One of Hokkaido's rarities, the three-toed Woodpecker, seems to be so rare that it should only be talked about in hushed tones, and even fellow researchers are unwilling to talk about whether it is extant or extinct -- and, if the former, where it might be.
Another enigmatic Hokkaido species is the world's largest owl, Blakiston's fish owl. This magnificent bird was for many years the victim of forest clearance, and the tidying away of large dead trees from riverine habitats. These are huge birds, and they need huge cavities to nest in, and there simply weren't enough places, even when the number of individuals requiring them had plummeted.
I became involved in a conservation project for them back in the early 1980s, and spent many winter weekends dragging, heaving and hauling massive nest boxes into place to provide sites in territories that lacked them. It was a successful mission, but one that bore slow-growing fruit.
These long-lived birds produce at best one or two young a year, so their potential for population recovery is very limited. Healthy habitat for them is limited, leaving the young facing a difficult time once they are pushed out of their natal territories, and these slow-flying creatures fall easy victims to traffic accidents when their riverine habitats are close to main roads. Sadly, three died in this way last year in the Nemuro area of Hokkaido alone.
Like others involved in these owls' conservation, even when publishing about them, I felt it necessary to be vague about their locations in order to protect them from over-zealous photographers. I still feel that approach was justified, although it became possible to take small groups of people to see them at certain research sites.

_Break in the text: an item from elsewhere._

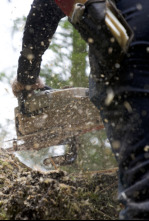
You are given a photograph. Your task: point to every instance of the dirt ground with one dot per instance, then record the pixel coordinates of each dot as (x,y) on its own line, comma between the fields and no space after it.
(34,195)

Now, however, we have a real honey-pot opportunity with this species: An opportunity to show people an astounding bird that can survive in Hokkaido's harshest winter climate while hunting primarily for fish, rodents and frogs. It is an opportunity perhaps to win support for further conservation of their habitat.
Supreme chance
This has come about because of the unusual efforts made at a minshuku (guest house) called Minshuku Washi no Yado on the northerly Shiretoko Peninsula of Hokkaido. This area, now a World Heritage Site, is crying out for real wildlife watching opportunities, and here is a supreme chance -- in a narrow river valley just beyond the town of Rausu, a pair of these fabulous birds has made their home. Each year they breed, and for several years now they have been accustomed to flying downstream from their territory to feed under lights. Tempting food is put out for them in a pool in the stream, which encourages them to return regularly to the same area to feed.
Though not guaranteed every night, the chance of seeing them there is high, and from the warmth of the minshuku visitors can watch as the owls forage just meters away across the stream -- and do so without disturbing them.
There, you can not only watch, but even photograph the owls. I would encourage anyone interested to visit if you can, but while while watching them, please reflect on your privileged opportunity to see such fantastic creatures in the wild. Not only that, but consider the nature of rarity, and ponder the need for conservation of these birds and others -- and perhaps return home determined to support their conservation by supporting local and national conservation groups.